🤖 AI Summary
This study addresses the challenge of integrating large multimodal language models (LMMs) across the entire scientific research lifecycle—from intelligent literature retrieval and hypothesis generation to experimental design, multimodal content synthesis (text, figures, tables), and AI-augmented peer review. We propose a comprehensive “AI4Science” paradigm, unifying knowledge graph–enhanced retrieval, multimodal understanding and generation, automated evaluation metrics, and trustworthiness analysis. Synthesizing over 100 state-of-the-art works, we systematically survey task-specific SOTA methods, benchmark datasets, and empirical performance, while identifying critical limitations.

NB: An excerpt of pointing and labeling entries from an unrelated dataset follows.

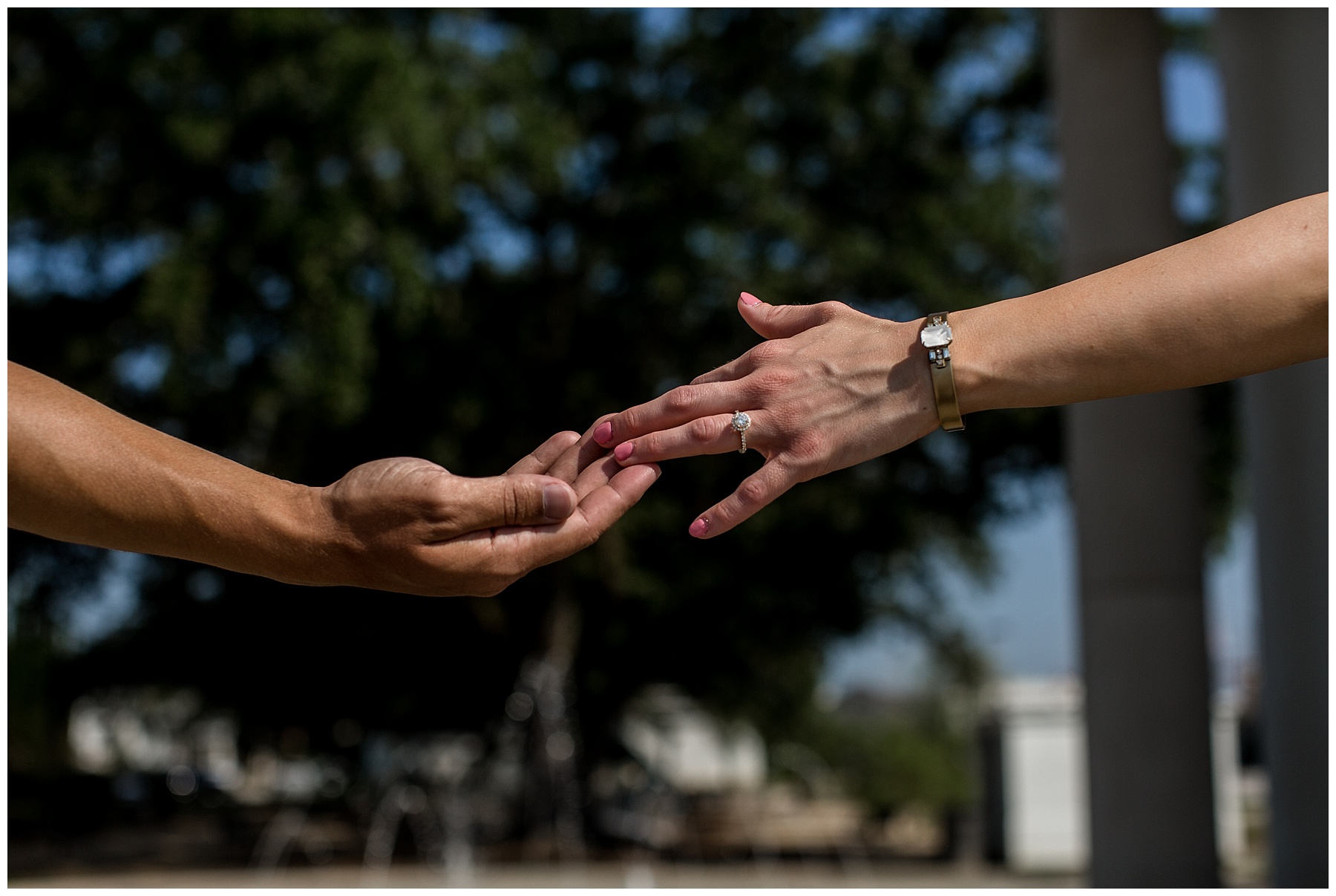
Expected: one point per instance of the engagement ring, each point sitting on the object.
(741, 424)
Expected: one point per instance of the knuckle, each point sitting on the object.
(512, 504)
(771, 381)
(830, 310)
(753, 491)
(701, 431)
(681, 399)
(808, 448)
(766, 353)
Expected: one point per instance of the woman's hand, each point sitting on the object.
(409, 525)
(80, 471)
(828, 389)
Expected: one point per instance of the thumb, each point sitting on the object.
(514, 500)
(783, 321)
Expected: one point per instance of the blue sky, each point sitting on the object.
(1025, 617)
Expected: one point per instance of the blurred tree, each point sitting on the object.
(312, 238)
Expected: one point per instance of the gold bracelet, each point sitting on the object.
(935, 337)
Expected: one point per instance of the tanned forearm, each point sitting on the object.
(80, 471)
(1242, 299)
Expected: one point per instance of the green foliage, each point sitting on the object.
(449, 235)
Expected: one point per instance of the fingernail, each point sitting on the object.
(556, 503)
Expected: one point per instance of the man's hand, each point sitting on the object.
(79, 471)
(409, 525)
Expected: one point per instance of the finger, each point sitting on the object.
(755, 491)
(596, 513)
(785, 321)
(596, 476)
(546, 456)
(713, 434)
(674, 408)
(735, 369)
(587, 451)
(519, 500)
(525, 548)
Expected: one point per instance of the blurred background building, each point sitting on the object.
(310, 238)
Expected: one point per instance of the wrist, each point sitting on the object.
(977, 382)
(307, 545)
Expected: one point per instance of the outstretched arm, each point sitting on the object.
(831, 387)
(80, 471)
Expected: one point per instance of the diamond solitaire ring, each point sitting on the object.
(741, 424)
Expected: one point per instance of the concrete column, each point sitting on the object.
(1133, 466)
(1275, 67)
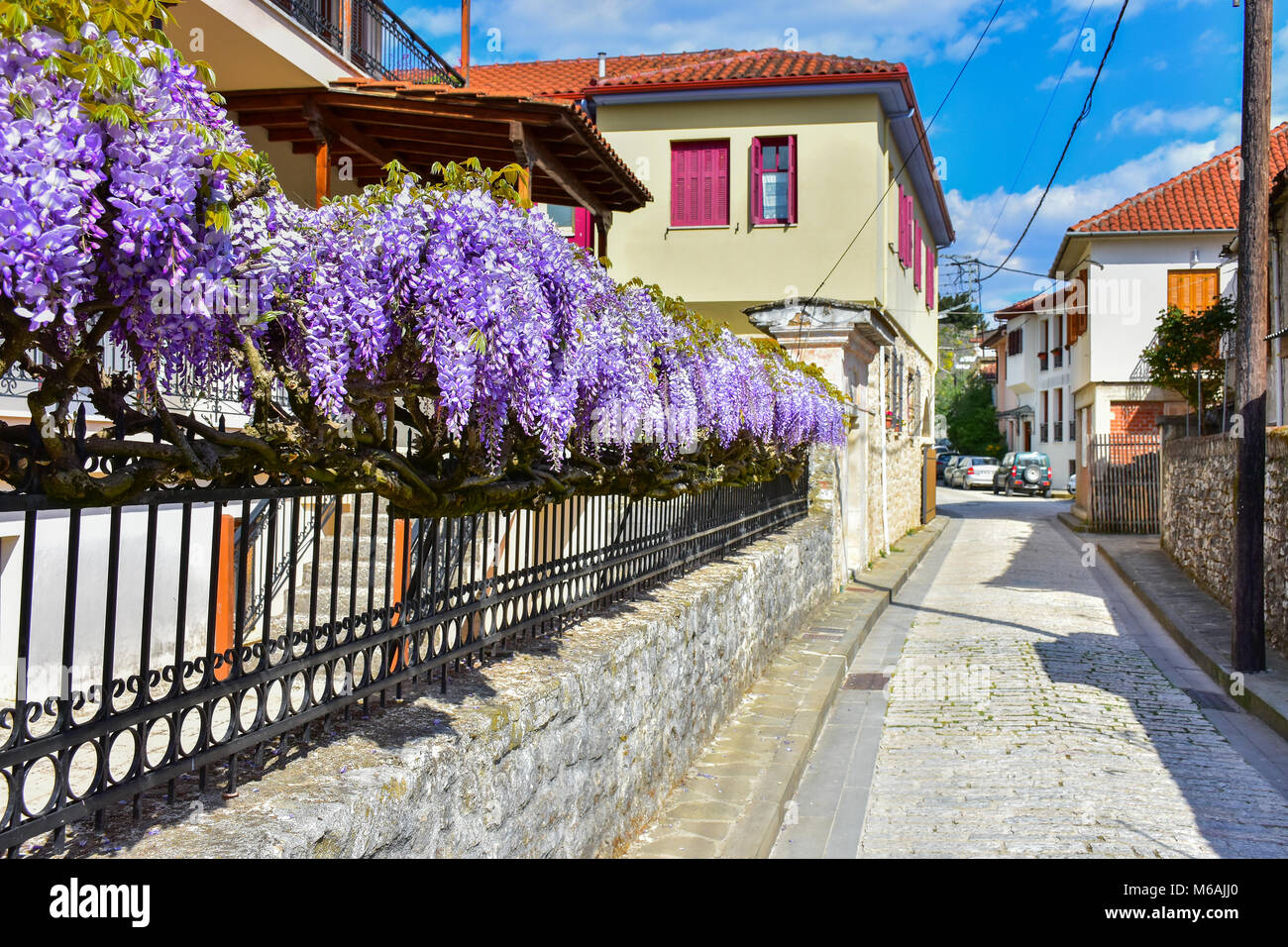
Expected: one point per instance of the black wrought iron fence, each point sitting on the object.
(374, 38)
(142, 643)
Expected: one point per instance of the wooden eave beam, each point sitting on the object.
(535, 154)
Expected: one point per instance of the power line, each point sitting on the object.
(1037, 132)
(1083, 114)
(921, 142)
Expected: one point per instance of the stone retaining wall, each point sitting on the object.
(1198, 518)
(563, 749)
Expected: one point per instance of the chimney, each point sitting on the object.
(465, 40)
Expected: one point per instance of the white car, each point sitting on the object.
(974, 472)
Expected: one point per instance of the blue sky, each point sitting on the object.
(1168, 98)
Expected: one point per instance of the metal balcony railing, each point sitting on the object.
(373, 38)
(181, 389)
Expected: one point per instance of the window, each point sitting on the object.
(905, 243)
(915, 256)
(561, 214)
(699, 183)
(930, 274)
(1193, 290)
(773, 180)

Crucially, we introduce an ethics-aware governance framework and scientific integrity risk assessment mechanism, establishing foundational evaluation benchmarks for trustworthy AI-assisted research. Our contribution culminates in a human-AI collaborative, scalable research paradigm grounded in technical rigor and responsible innovation.
📝 Abstract
With the advent of large multimodal language models, science is now at a threshold of an AI-based technological transformation. Recently, a plethora of new AI models and tools has been proposed, promising to empower researchers and academics worldwide to conduct their research more effectively and efficiently. This includes all aspects of the research cycle, especially (1) searching for relevant literature; (2) generating research ideas and conducting experimentation; generating (3) text-based and (4) multimodal content (e.g., scientific figures and diagrams); and (5) AI-based automatic peer review. In this survey, we provide an in-depth overview over these exciting recent developments, which promise to fundamentally alter the scientific research process for good. Our survey covers the five aspects outlined above, indicating relevant datasets, methods and results (including evaluation) as well as limitations and scope for future research. Ethical concerns regarding shortcomings of these tools and potential for misuse (fake science, plagiarism, harms to research integrity) take a particularly prominent place in our discussion. We hope that our survey will not only become a reference guide for newcomers to the field but also a catalyst for new AI-based initiatives in the area of"AI4Science".